Benedetta Paul Verhoeven

Benedetta is a glossy and blasphemous treat

Paul Verhoeven’s latest film mixes sex, violence and fluids in a vicious takedown of systematic power structures.

In Paul Verhoeven’s latest historical film, Benedetta, the living make for inconvenient saints. Adapted from Judith C. Brown’s 1986 non-fiction book Immodest Acts: The Life of a Lesbian Nun in Renaissance Italy, the film explores the life and trials of a 17th century nun who suffered from erotic and holy visions. She was also accused of sapphism (lesbian) and condemned to death. In the tradition of Black Book and Starship Troopers, Verhoeven brings his glossy and ironic commercial style to the realm of the taboo, tackling the institutional authority of organized religion with playful enthusiasm. 

While indebted to a greater legacy of nunsploitation cinema, this film is also purely Verhoeven, mixing sex, violence and fluids in a vicious takedown of systematic power structures. The film features fart and scat humour, numerous sex scenes, acts of shocking violence and pustulating sores. The human body, so central to the religious experience — particularly within Catholicism — is humiliated and sanctified. All shot with the glossy, overlit style of mainstream cinema and pornography, the body is exposed and torn apart for the viewer’s hungry eyes. 

benedetta Paul Verhoeven
Bendetta

Benedetta is a beguiling character. Wrought with mental illness, she treads a line between holy and demonic. When her body presents the inexplicable symbols of stigmata, some believe her to be a saint, though many also think she’s self-inflicted her wounds. Aside from her visions, she occasionally seems possessed by an angry spirit that barks out insults and commands. Even assuming, as many might have at the time, these are real and true incidents rather than fabrications, where is the line between heaven and hell? 

The stories of saints have constantly exposed this tension. While, most obviously, many stories are fabricated or embellished, the real question should be where do we draw the line between the divine and the dreadful? Why is it that when Christina the Astonishing supposedly rose from the dead, was she later declared a Saint? Why was this seen as miraculous and not monstrous? Though more obviously a fraud or a delusion, taken at face value, the incident strikes as more unsettling than beautiful. The supernatural becomes divine only when convenient and only in service of greater institutional power. 

It’s easy to understand why martyrs make the best saints in this context. Benedetta, a living and breathing woman, threatens the hierarchy of the Church. Her flawed humanity contradicts her perceived holiness, and her paradoxical desires expose the impossible yearnings of the human experience that run in profound contradiction to religious doctrine. Even if her holiness was absolute, it threatens the power of those who control the Church. If her miracles are real, it exposes the cardinals, priests and system as fraudulent. A real miracle poses a more significant threat to religious power than any fraud. 

Benedetta

The beauty and power of the human body exist in deep tension with suffering.

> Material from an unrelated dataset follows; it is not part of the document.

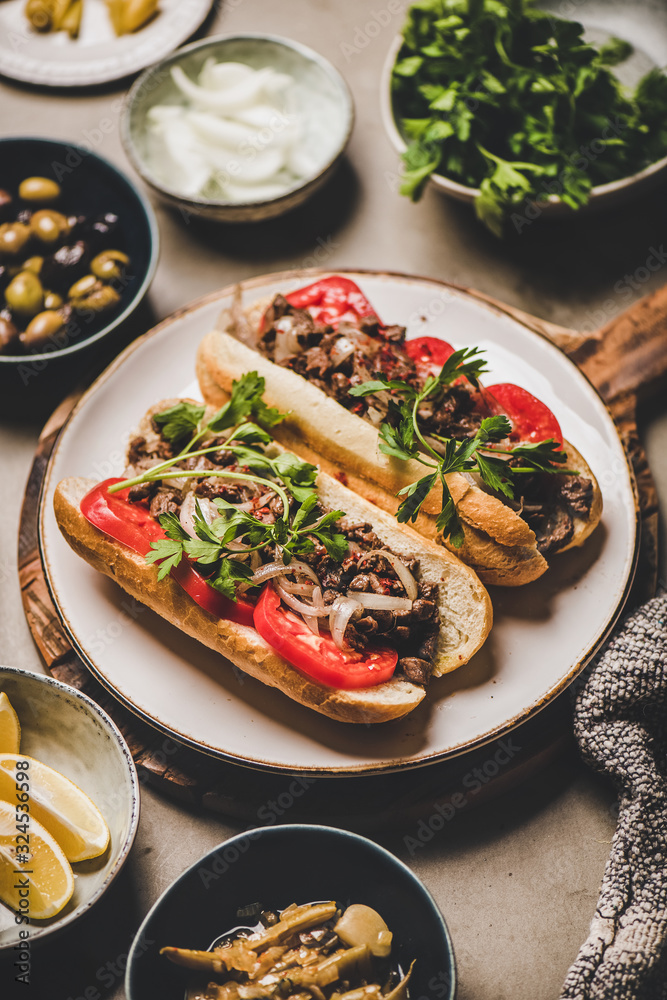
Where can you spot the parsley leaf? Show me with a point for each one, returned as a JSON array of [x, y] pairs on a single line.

Jesus, often depicted on the cross as simultaneously beautiful and profane, embodies these tensions well. The line between pain and pleasure is confused and twisted in the central belief system. Suffering recurs as a theme from the film’s earliest moments. When first dressed in her nun’s costume as a child, she complains that it is itchy and uncomfortable. She’s told, “Suffering is the only way to know Christ.” Self-flagellation, bodily harm and eternal suffering recur again and again. 

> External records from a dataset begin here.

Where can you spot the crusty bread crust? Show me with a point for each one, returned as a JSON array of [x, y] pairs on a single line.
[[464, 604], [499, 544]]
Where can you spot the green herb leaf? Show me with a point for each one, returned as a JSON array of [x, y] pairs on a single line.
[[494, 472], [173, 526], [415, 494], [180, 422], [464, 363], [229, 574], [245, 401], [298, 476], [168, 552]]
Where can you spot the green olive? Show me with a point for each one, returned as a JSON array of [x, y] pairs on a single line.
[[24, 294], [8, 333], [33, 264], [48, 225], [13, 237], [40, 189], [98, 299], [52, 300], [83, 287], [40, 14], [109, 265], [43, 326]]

Verhoeven cleverly showcases how suffering as a central tenet of belief has its limits. Closing an eye to suffering closes us off from compassion. It holds us back from helping our fellow man. When a Nonce apostolic (a kind of holy ambassador) is riding into the closed-off town, a man suffering from the plague asks for absolution — which he is refused in disgust. The same ambassador of Christ seems to revel in the suffering of the beautiful women under his care. Though not a central question within the film, unquestionably, Verhoeven is quite critical of the actions and obsessions of the highest members of the Catholic Church. Their moral failures are not just personal but systematic, reflecting on the true values of the doomed institution. 

Benedetta Paul Verhoeven
“Suffering is the only way to know Christ”

All these ideas are wrapped up in a glossy style that seems more suited to Sex and the City or high-profile pornography. In turning his back on the overt seriousness of art, he’s able to hold up a twisted mirror to the world and culture he’s mocking. At least with arthouse aesthetics, one senses that you’ve been taken at least somewhat seriously if you’re a target. Verhoeven deflates that idea point-blank through his aesthetic choices. 

The film has already divided audiences and critics since it first screened at Cannes this year. Benedetta‘s brash style and critical ambiguity will not please all audiences. It’s a film with a unique and particularly inflammatory approach to organized religion and grandstanding moralism that prioritizes image and power over actual good. It’s a wild and provocative film: an absolutely delicious experience. 

Benedetta opens in Montreal theatres at Cinéma du Parc on Friday, Dec. 10.